COACH WELLS: I think it’s — Chuck, I think it’s daily fundamentals as well as communication. How you’re communicating, how you’re targeted, how you’re ID’d. One guy’s off, that looks bad. We all know that, right, with O-line play because you’ve got to play in unison.

It’s also when you face an extremely talented D-line, similar to my question about tackling, I mean, they can expose you real quick when you’re off with the footwork or a step or a fundamental. So I think you’ve got to go back to the basics, and you’ve got to have both of those for an O-line.

A-J Media’s Don Williams recaps the news above about Jett Duffey receiving the starting nod at quarterback. Williams also writes his notebook where he’s got a few quotes from defensive coordinator Keith Patterson. RedRaiderSports’ Brandon Soliz has more quotes from Patterson and here he’s talking about the defensive issues:

“The biggest thing is, and any time you play people with that athleticism and you have a lot of one-on-one tackles, we gotta create population to the ball carrier,” Patterson said. “We gotta get guys breaking the stack. We were doing it earlier in the season.
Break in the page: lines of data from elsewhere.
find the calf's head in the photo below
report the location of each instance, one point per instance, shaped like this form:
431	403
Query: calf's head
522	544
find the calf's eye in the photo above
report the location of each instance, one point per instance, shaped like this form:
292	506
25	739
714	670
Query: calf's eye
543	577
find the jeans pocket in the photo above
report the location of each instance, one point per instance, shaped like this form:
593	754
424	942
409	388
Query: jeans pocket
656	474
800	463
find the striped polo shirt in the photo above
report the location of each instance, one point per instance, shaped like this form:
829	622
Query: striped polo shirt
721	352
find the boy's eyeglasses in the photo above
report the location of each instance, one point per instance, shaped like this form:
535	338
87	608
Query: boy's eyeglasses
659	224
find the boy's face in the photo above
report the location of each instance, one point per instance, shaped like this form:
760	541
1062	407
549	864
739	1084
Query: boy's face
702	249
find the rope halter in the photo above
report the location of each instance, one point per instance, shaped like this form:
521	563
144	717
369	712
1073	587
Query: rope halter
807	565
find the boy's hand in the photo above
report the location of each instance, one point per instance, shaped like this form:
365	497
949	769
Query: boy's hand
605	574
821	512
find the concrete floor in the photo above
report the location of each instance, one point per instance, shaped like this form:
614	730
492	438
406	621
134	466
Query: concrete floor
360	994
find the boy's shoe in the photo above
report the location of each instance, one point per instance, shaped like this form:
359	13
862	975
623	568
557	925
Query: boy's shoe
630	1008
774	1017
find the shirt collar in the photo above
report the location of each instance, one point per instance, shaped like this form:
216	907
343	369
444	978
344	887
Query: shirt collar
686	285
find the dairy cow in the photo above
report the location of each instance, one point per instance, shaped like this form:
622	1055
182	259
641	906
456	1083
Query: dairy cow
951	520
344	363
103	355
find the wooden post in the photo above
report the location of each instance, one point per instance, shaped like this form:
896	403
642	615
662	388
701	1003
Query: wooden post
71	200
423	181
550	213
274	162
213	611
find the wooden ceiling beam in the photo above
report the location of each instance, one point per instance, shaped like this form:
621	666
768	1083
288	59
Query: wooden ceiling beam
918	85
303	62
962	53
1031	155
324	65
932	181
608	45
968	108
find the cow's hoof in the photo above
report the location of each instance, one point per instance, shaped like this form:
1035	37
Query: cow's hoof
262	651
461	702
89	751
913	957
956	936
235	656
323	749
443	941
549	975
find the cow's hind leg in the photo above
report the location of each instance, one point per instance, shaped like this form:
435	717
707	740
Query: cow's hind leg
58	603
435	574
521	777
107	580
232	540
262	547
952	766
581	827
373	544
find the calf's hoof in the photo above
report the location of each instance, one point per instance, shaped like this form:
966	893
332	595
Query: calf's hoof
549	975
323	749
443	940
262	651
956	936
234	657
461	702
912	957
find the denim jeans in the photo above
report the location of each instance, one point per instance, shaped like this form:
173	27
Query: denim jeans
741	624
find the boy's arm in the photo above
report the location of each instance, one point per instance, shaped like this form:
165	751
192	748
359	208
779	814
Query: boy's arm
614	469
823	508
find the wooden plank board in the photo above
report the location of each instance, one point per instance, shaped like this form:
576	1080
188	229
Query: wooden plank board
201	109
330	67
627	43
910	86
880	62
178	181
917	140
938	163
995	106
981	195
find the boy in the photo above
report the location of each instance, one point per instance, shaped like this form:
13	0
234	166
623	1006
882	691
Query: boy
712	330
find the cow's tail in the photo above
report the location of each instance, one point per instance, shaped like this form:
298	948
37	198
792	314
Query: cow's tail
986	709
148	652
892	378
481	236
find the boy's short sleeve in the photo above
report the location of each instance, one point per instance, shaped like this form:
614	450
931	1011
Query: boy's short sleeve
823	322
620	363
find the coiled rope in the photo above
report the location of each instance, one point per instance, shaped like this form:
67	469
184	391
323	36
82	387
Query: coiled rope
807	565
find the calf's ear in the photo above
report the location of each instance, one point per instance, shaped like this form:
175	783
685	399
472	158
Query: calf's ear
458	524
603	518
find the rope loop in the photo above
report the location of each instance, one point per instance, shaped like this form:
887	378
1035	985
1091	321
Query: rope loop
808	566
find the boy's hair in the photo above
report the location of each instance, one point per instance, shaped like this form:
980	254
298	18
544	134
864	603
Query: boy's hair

It seems like it’s tapered off. Whether it’s a confidence issue, a coaching issue, I don’t know. But we’re doing everything we can to obviously correct it, point it out on video, trying to get our guys to say, ‘hey, here’s what happens when you’re one-on-one against base.’ It’s going to be an open-field tackle. You’re not going to knock the guy down. You gotta be able to come to balance, be able to get the guy down in those situations.”

Patterson said there’s no true way to emulate in practice what you might see on game day. However, he thinks tackling is a mixture of mindset and reps at it during practice. Mindset plays a bigger part in it with the amount of confidence one of his players has to follow through and make a smart tackle.

Patterson added they emphasize commitment on tackles, working on technique, angles and such in practice to improve on the defensive side of the ball.

RedRaiderSports’ Billy Watson also spoke to defensive back Desmon Smith and defensive tackle Jaylon Hutchings, and what they need to work on moving forward:

“Really, my footwork,” Hutchings said. “Lateral movement, I can really work on. Finishing plays, that’s something I could work on. I think overall as a defense just us executing. When coach gives us the call, we need to execute better.”

For Smith, his improvement comes no on the field but off of It.

“It’s just me kind of me really being consistent every day in what I do. Whether I got personal issues going on at home or stuff going on in football, just being the same guy when I walked in those doors.”